We demonstrated ancrod-induced decline in fibrinogen levels in vivo and in vitro along with in vitro generation of FPA (released from fibrinogen), decline in tPA antigen levels, and production of fibrin clot. Although ancrod-induced fibrin generation is well known, the fibrin produced has usually been understood to be non-crosslinked, soluble, readily degraded, and rapidly removed from the circulation.9,12 Ancrod-induced insoluble fibrin has been previously described in a plasma-based in vitro system using ancrod at a concentration at least 2 to 3 orders of magnitude higher than was used in the current study.13 For the present work, we used a concentration of ancrod comparable to that used in stroke clinical trials (D. E. Levy, unpublished observations). The rapid decline of fibrinogen levels, release of FPA, and generation of insoluble fibrin clot are consistent with what is encountered in disseminated intravascular coagulation. Fibrin generation consequent to ancrod use may not be inconsequential and could contribute to cerebral microvascular occlusion.14
Levels of tPA were substantially reduced when HBMVEC were incubated with ancrod and fibrinogen. In the cell-free system, tPA antigen showed a 73% decline in conditioned media, comparable to that in the presence of cells (approximately 50% depletion). This indicates that soluble tPA was depleted in the presence of clot formation and that tPA was likely bound to clot, resulting in low levels of soluble tPA in conditioned media. Prior in vivo work showed no change in levels of circulating tPA with ancrod treatment,6,12 but levels of tPA in the systemic circulation may not reflect actions in the brain vasculature and microcirculation.

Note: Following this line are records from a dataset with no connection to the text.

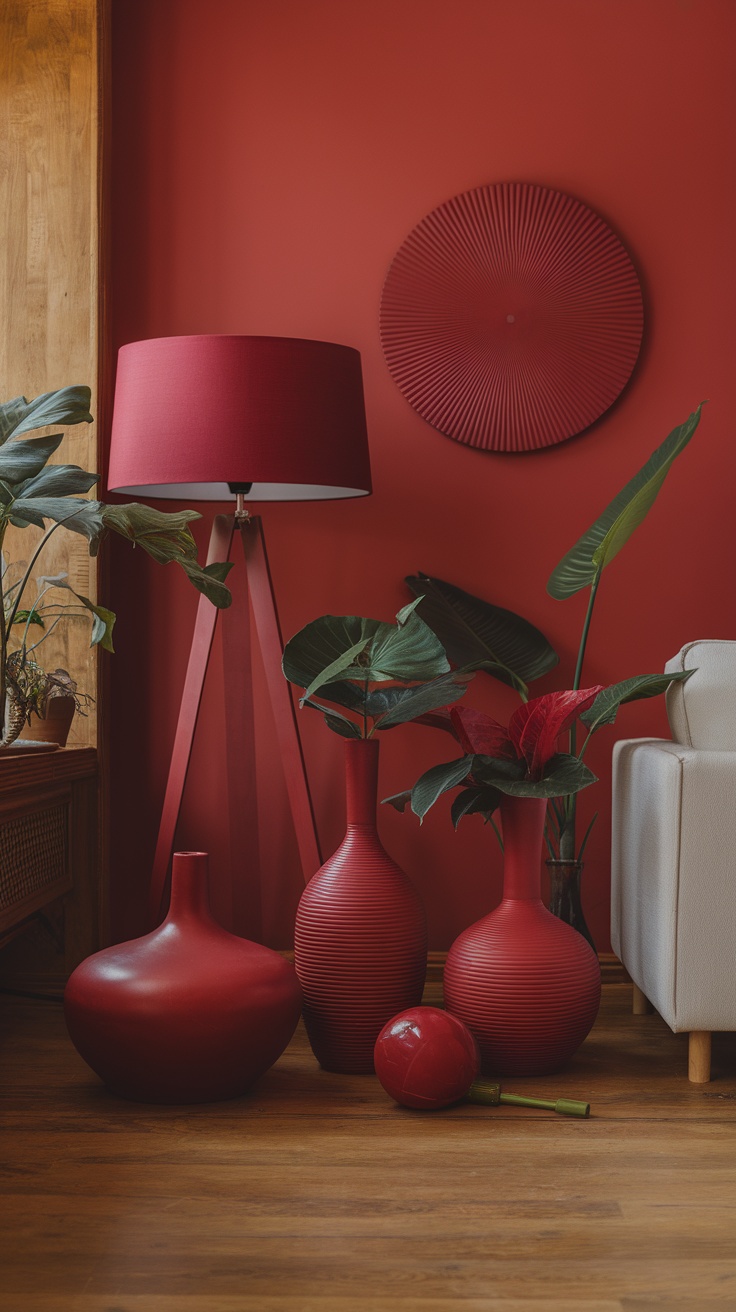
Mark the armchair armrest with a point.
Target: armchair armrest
(673, 878)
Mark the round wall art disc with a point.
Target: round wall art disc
(512, 318)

It is tempting to assume that fibrin clot generation observed in our cell culture system is analogous to what occurs in vivo. However, the relationship between endothelial cell surface area and fibrin clot will likely differ substantially between in vitro and in vivo systems, the fibrinolytic capacity of our cell culture system will also differ from what is encountered in vivo, and we did not measure direct indicators of fibrinolysis (eg, fibrin d-dimer). Furthermore, variable results among the different ancrod clinical trials may reflect differences in study design and patient population rather than generation of fibrin clot formation in the microvasculature, and there is no current evidence relating in vivo clot formation to poor outcome in ancrod clinical trials.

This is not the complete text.